I understand that there is such a thing as talent – that some people learn some things so quickly and become so proficient that they seem to be in a separate league. I’ve sometimes heard admirers of these people say, “That kind of expertise can’t be taught; they’re born with it.” Of course, anyone who has known a newborn baby knows that babies are born without the impressive skills that are later sometimes called “innate.” Though the potential for greatness may be there at birth, it does take at least some time to develop that potential.
I’ve occasionally argued with people who have said that some people are “tone deaf.” Many of us teachers like to operate on the assumption that just about anyone can be taught just about anything. Facts can sometimes seem to contradict that assumption; a child who cannot hear any sounds is not likely to learn to distinguish a G from a G flat. And many teachers who have tried hard and failed to get children to learn certain concepts or skills find a certain amount of solace in believing that it just couldn’t be done.
Still, many of us don’t like to hear that something “can’t be taught.” We don’t like to be powerless, as doctors don’t like to yield to what some people call “God’s will.” We know disabilities and limitations exist, but it’s hard to face failure; if plan A and B don’t work, we look for plan C. Partly, it’s that we care about the children whose lives will be easier and/or more pleasant if they can learn what we’re teaching. Partly, it’s that we need to prove that we’re good at what we do. And there’s also the carrot at the end of the stick – the great feeling everyone will have if the teaching and learning succeed.
And so many teachers are reticent to say or think that there’s anything that can’t be taught to any child. That reticence can be just what’s needed; some of what doesn’t work can work if approached as if it can work. Positive thinking does have some power. But maybe there are some things that can’t be taught to some children; maybe the amount of effort required of both the child and the teacher is not worth the degree of success that’s possible.
It’s difficult to hear that a certain child is not going to learn what we’re trying to teach. Belief in people’s power to learn is pretty basic to teachers; many of us become teachers because of that belief. I’ve never been able to fully accept learning limitations; I’ve considered them temporary.
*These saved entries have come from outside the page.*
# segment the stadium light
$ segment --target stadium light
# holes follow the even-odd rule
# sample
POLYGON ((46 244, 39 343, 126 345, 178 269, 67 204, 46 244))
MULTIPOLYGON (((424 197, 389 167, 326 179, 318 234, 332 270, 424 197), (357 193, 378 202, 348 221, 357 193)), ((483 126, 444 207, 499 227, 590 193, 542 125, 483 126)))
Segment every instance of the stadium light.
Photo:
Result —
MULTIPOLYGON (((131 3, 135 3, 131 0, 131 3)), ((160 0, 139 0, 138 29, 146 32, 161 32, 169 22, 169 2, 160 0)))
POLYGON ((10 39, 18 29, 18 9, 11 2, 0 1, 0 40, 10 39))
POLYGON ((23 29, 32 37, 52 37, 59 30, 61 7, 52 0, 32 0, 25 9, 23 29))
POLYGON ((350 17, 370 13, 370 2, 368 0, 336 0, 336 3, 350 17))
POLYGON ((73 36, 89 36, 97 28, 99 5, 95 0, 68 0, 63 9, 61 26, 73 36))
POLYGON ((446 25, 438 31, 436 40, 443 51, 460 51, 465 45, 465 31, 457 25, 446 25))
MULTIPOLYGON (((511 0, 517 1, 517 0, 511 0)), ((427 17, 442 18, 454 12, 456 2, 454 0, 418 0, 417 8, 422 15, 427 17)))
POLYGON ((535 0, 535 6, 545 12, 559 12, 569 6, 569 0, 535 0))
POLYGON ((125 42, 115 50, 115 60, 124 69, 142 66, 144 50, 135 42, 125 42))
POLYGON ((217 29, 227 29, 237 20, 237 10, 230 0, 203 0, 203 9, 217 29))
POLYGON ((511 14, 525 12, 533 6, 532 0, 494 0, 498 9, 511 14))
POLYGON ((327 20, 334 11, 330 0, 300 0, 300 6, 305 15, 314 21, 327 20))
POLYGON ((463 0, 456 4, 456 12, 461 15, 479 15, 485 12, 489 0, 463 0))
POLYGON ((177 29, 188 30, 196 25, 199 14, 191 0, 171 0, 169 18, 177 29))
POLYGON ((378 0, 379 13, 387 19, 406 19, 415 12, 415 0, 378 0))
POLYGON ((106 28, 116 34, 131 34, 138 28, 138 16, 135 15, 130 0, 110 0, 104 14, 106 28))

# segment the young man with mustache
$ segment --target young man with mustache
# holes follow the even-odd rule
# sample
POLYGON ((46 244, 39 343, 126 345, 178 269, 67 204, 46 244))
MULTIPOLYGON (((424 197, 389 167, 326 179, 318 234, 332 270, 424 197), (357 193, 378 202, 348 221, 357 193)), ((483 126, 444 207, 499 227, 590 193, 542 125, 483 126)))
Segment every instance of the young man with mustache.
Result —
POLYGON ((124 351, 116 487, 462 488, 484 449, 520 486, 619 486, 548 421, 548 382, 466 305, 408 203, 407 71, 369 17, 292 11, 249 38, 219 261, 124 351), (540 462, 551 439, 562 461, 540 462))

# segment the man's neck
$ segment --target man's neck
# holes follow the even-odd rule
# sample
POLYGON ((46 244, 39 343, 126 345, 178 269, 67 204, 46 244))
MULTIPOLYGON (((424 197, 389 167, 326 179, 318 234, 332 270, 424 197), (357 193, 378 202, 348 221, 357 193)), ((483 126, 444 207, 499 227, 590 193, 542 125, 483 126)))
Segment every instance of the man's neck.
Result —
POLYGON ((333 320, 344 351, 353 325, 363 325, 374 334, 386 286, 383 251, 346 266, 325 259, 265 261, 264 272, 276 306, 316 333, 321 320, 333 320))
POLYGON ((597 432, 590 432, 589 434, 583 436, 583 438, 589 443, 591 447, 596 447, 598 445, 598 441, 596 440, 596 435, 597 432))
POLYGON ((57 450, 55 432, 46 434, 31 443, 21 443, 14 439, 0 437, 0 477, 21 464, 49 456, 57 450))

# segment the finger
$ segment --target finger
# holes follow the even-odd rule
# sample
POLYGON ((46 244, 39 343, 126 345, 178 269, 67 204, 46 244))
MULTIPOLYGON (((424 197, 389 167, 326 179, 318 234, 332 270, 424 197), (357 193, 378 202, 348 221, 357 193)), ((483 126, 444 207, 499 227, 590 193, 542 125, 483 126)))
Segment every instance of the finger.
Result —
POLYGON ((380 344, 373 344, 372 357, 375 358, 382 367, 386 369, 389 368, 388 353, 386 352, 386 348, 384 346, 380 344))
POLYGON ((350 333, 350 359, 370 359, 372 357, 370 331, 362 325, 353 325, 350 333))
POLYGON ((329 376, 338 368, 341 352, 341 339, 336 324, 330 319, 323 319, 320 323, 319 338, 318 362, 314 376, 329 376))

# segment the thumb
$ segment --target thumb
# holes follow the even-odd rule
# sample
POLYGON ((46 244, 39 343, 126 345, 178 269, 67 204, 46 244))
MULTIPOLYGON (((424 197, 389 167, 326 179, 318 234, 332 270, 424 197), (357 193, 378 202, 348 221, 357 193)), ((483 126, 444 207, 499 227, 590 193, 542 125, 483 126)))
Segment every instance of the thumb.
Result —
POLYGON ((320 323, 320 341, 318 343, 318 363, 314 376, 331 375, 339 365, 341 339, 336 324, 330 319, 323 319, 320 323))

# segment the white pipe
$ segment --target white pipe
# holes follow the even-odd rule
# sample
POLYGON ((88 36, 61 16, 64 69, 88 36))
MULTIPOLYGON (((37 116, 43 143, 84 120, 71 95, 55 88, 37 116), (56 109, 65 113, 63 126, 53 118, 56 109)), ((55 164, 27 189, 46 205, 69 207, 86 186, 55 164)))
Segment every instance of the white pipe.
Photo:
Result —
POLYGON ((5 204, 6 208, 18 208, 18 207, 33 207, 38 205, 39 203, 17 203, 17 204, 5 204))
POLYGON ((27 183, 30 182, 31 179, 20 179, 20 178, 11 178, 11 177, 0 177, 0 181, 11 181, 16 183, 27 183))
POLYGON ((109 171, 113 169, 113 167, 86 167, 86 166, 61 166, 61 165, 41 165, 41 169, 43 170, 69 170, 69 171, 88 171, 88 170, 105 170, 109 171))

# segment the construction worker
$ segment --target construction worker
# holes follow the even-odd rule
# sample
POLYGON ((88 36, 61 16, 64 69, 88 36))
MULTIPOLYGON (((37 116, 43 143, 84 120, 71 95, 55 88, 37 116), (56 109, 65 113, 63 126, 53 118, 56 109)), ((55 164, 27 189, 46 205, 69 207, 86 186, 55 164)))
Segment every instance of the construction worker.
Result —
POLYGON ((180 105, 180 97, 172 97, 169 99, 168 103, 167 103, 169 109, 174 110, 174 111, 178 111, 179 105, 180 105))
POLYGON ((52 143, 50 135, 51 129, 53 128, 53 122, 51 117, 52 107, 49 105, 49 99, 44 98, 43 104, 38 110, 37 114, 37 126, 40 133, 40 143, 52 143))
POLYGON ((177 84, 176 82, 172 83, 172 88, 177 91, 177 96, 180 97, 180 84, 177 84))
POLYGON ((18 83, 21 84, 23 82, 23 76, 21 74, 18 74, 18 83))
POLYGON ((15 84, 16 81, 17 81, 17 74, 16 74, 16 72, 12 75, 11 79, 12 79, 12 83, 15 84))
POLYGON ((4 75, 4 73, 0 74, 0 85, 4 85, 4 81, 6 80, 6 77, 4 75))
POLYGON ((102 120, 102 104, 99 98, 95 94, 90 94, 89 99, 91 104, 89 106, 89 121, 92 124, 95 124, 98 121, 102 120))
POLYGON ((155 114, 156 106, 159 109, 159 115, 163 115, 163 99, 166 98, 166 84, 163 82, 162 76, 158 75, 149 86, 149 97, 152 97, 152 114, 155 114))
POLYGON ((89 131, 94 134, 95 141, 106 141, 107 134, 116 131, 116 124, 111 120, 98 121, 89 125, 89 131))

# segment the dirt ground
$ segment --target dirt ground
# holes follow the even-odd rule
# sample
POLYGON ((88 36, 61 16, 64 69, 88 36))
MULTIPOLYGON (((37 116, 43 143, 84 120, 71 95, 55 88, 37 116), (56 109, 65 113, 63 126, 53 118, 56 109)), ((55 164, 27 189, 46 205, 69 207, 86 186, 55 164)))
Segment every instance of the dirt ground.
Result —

As soon as a “limited” child got through the hard part, learning would happen. Or all I had to do was find the right approach.
Maybe it’s good for some children to have teachers who refuse to accept limitations. I’ve heard of and seen successes that were supposed to be impossible. But I’ve also heard of and seen children who seemed to be victims of some teachers’ refusal to give up; instead of teaching such children what they could learn, these teachers kept pushing children to learn what they couldn’t learn. So it depends.